Magnetic resonance in quantum computing and in accurate measurements of the nuclear moments of atoms and molecules

TL;DR

This paper derives exact spin wave functions under oscillating magnetic fields, enabling quantum computing operations and precise measurements of nuclear moments in atoms and molecules, with applications to NMR and EPR techniques.

Contribution

It provides closed-form solutions for spin wave functions that facilitate controlled quantum state transitions and high-precision nuclear moment measurements.

Findings

Exact solutions for nuclear and electronic spin wave functions.

Application to high-precision measurements of nuclear moments.

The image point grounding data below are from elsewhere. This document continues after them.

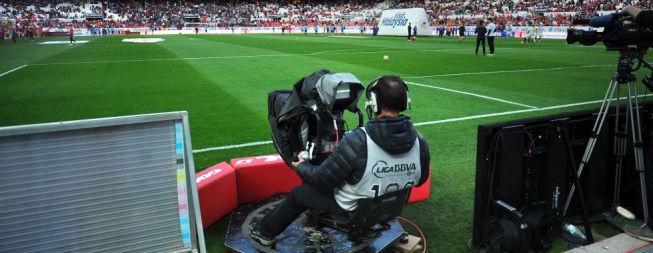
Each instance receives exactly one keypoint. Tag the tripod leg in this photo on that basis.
(636, 132)
(620, 146)
(596, 130)
(572, 162)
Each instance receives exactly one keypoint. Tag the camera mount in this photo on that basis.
(631, 124)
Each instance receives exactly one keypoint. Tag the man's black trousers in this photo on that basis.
(490, 43)
(480, 40)
(300, 198)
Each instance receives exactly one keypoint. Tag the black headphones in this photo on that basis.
(373, 105)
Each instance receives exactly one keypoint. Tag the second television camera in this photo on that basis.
(620, 32)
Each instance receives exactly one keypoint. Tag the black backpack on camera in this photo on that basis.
(309, 118)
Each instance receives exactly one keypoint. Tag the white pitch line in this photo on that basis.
(3, 74)
(435, 122)
(515, 112)
(241, 56)
(473, 94)
(508, 71)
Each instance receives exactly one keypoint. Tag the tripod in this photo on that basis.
(631, 124)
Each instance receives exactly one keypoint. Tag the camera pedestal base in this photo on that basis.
(298, 237)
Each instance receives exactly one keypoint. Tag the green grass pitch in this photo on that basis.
(223, 81)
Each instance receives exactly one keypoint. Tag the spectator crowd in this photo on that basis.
(156, 14)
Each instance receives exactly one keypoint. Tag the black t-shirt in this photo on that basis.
(481, 31)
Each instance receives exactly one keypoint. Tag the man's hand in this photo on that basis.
(300, 160)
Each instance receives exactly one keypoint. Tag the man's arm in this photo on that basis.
(350, 154)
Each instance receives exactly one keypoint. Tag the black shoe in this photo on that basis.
(255, 233)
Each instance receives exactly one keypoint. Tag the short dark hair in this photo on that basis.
(392, 93)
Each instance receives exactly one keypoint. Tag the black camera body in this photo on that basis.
(621, 32)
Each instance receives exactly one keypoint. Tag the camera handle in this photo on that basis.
(623, 76)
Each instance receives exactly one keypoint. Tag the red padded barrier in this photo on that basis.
(216, 187)
(260, 177)
(421, 193)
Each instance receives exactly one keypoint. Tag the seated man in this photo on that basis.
(362, 166)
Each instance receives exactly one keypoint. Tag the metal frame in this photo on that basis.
(198, 239)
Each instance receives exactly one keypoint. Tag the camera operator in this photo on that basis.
(642, 17)
(645, 19)
(350, 172)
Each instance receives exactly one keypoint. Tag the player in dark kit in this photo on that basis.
(480, 36)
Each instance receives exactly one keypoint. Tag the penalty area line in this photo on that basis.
(510, 71)
(472, 94)
(435, 122)
(6, 73)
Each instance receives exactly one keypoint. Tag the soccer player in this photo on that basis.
(2, 34)
(30, 32)
(72, 34)
(480, 36)
(461, 32)
(14, 33)
(491, 28)
(410, 29)
(540, 32)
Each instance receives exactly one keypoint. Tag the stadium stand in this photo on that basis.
(165, 15)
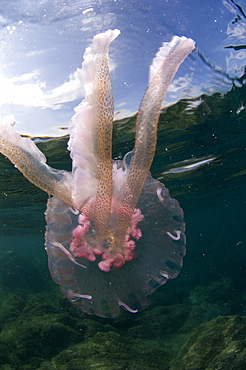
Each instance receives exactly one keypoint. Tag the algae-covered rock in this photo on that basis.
(35, 332)
(217, 344)
(109, 351)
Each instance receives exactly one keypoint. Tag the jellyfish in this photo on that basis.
(114, 234)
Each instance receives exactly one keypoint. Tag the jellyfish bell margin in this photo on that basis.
(113, 234)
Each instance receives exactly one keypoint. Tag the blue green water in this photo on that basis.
(196, 321)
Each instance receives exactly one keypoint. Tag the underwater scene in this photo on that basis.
(187, 219)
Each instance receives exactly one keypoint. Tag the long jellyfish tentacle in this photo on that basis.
(29, 160)
(162, 71)
(104, 114)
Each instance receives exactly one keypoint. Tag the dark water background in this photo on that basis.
(196, 321)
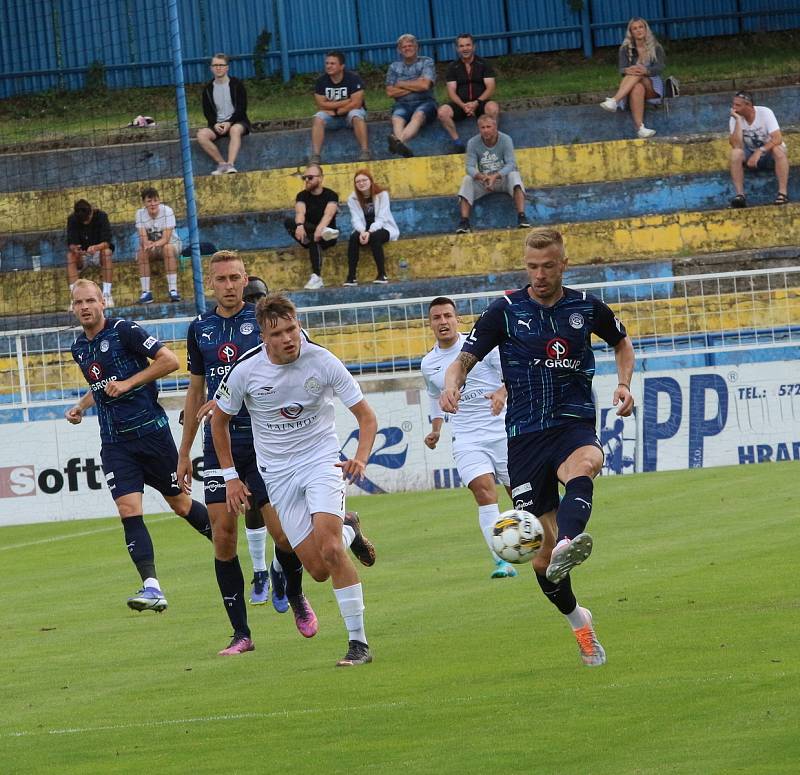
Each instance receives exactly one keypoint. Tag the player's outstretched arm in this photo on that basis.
(454, 379)
(353, 469)
(624, 355)
(75, 413)
(236, 492)
(164, 362)
(194, 397)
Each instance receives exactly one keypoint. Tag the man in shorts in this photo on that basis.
(479, 429)
(121, 362)
(543, 332)
(756, 144)
(214, 341)
(491, 167)
(287, 385)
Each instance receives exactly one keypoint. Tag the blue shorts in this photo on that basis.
(534, 458)
(150, 460)
(405, 110)
(340, 122)
(244, 458)
(765, 162)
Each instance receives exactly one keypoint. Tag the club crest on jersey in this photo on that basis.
(557, 351)
(227, 352)
(313, 386)
(292, 412)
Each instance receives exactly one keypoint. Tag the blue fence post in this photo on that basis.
(586, 29)
(186, 157)
(281, 8)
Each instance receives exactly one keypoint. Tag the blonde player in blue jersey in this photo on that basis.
(543, 332)
(478, 429)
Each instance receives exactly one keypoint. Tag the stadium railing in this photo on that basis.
(685, 315)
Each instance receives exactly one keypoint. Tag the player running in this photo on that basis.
(479, 430)
(121, 363)
(287, 385)
(214, 341)
(543, 332)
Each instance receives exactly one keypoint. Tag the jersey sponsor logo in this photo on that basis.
(227, 352)
(521, 489)
(313, 386)
(292, 412)
(558, 349)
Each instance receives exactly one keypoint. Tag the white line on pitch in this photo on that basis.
(67, 536)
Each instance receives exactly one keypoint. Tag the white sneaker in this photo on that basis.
(314, 282)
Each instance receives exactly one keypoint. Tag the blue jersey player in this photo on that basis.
(543, 333)
(214, 341)
(121, 363)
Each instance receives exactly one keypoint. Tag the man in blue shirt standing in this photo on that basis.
(543, 332)
(409, 82)
(121, 362)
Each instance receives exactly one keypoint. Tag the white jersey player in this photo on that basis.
(288, 385)
(480, 446)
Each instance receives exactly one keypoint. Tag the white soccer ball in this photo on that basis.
(517, 536)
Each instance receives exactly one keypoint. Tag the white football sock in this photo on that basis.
(151, 582)
(576, 619)
(257, 544)
(487, 516)
(351, 606)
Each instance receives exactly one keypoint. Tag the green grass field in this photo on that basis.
(693, 586)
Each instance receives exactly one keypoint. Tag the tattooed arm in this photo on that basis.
(454, 379)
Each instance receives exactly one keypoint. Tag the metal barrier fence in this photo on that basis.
(694, 314)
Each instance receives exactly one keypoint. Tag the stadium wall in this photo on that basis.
(706, 414)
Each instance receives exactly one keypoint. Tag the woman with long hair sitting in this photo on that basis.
(373, 225)
(641, 62)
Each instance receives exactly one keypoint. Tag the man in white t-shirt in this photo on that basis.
(288, 384)
(480, 447)
(756, 144)
(155, 223)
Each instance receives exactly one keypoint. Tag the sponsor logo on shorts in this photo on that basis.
(292, 412)
(521, 489)
(227, 352)
(313, 386)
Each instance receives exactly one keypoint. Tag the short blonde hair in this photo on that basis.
(82, 282)
(541, 239)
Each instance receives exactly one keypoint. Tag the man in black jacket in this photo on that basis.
(225, 109)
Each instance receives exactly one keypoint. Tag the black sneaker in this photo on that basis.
(361, 547)
(357, 654)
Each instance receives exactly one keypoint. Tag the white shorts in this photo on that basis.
(490, 458)
(298, 494)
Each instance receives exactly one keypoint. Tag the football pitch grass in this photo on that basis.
(693, 587)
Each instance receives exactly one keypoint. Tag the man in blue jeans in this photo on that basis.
(409, 82)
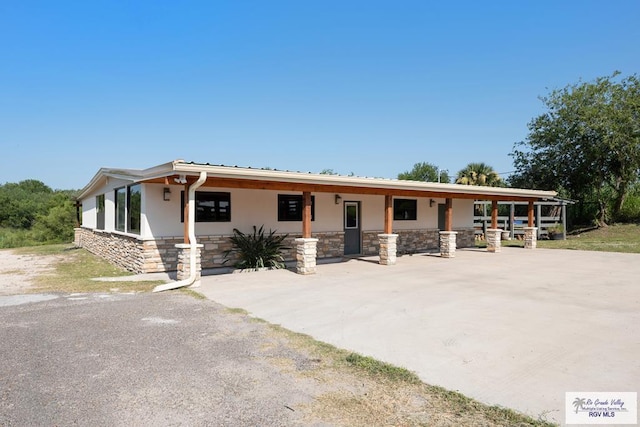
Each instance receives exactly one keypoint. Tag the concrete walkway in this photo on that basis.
(518, 328)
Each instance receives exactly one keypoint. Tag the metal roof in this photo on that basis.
(317, 180)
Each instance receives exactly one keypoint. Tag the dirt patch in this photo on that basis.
(18, 271)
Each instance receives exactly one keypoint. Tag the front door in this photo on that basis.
(351, 228)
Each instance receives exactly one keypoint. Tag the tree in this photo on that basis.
(479, 174)
(425, 172)
(587, 145)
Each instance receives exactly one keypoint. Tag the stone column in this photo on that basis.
(494, 235)
(184, 262)
(448, 244)
(387, 248)
(77, 237)
(530, 237)
(306, 252)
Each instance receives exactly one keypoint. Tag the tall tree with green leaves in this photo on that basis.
(587, 144)
(425, 172)
(479, 174)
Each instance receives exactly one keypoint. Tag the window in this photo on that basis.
(128, 208)
(405, 209)
(100, 212)
(134, 199)
(290, 207)
(210, 206)
(121, 208)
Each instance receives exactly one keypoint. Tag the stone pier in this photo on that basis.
(306, 253)
(494, 236)
(530, 237)
(387, 248)
(448, 244)
(184, 262)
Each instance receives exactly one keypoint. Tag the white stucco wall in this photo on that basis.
(89, 216)
(161, 218)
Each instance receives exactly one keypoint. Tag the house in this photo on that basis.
(150, 220)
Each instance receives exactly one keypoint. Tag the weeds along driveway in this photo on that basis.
(518, 328)
(123, 360)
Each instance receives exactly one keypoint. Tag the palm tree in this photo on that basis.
(479, 174)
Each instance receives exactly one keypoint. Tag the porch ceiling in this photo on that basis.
(367, 186)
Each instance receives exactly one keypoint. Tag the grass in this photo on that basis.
(614, 238)
(76, 267)
(363, 391)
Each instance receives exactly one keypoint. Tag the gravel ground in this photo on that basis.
(144, 359)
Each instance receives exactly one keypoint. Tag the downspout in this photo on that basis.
(192, 240)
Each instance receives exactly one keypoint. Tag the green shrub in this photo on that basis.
(630, 211)
(257, 250)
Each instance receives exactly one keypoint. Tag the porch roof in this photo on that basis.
(181, 172)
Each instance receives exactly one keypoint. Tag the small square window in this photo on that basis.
(210, 206)
(290, 207)
(405, 209)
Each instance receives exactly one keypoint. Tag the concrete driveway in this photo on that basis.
(518, 328)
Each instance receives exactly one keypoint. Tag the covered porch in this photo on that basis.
(342, 189)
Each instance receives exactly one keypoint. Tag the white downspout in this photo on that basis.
(191, 216)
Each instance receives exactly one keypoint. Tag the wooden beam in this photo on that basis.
(186, 214)
(306, 214)
(448, 215)
(494, 214)
(530, 214)
(254, 184)
(388, 214)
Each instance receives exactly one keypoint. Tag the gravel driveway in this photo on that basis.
(142, 359)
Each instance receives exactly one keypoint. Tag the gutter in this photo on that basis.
(192, 240)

Potential to resolve inconsistencies in existing hyperfine data.

Abstract

Modern experimental techniques can generate magnetic fields of the form H(t) = H0 z-hat + H1 [x-hat cos({\omega}t) + y-hat sin({\omega}t)], at frequencies within an order of magnitude of the nuclear magnetic resonance (NMR) and electron paramagnetic resonance (EPR) frequencies, {\omega}n0 and {\omega}e0, respectively, when acting on atoms or molecules. We derive simple closed-form expressions for the exact nuclear- and electronic-spin wave functions that enable controlled transitions between entangled states, allowing an atom or molecule to function as a quantum computer. These solutions also enable precise NMR or EPR measurements of nuclear moments in atoms and molecules. We present examples relevant to measurements of the nuclear moments of 14N, 7Li, and 133Cs. Because existing hyperfine measurements of the lowest three nuclear moments of 133Cs are mutually inconsistent, the proposed NMR/EPR experiments provide a route to measuring all seven of its nuclear moments with high precision.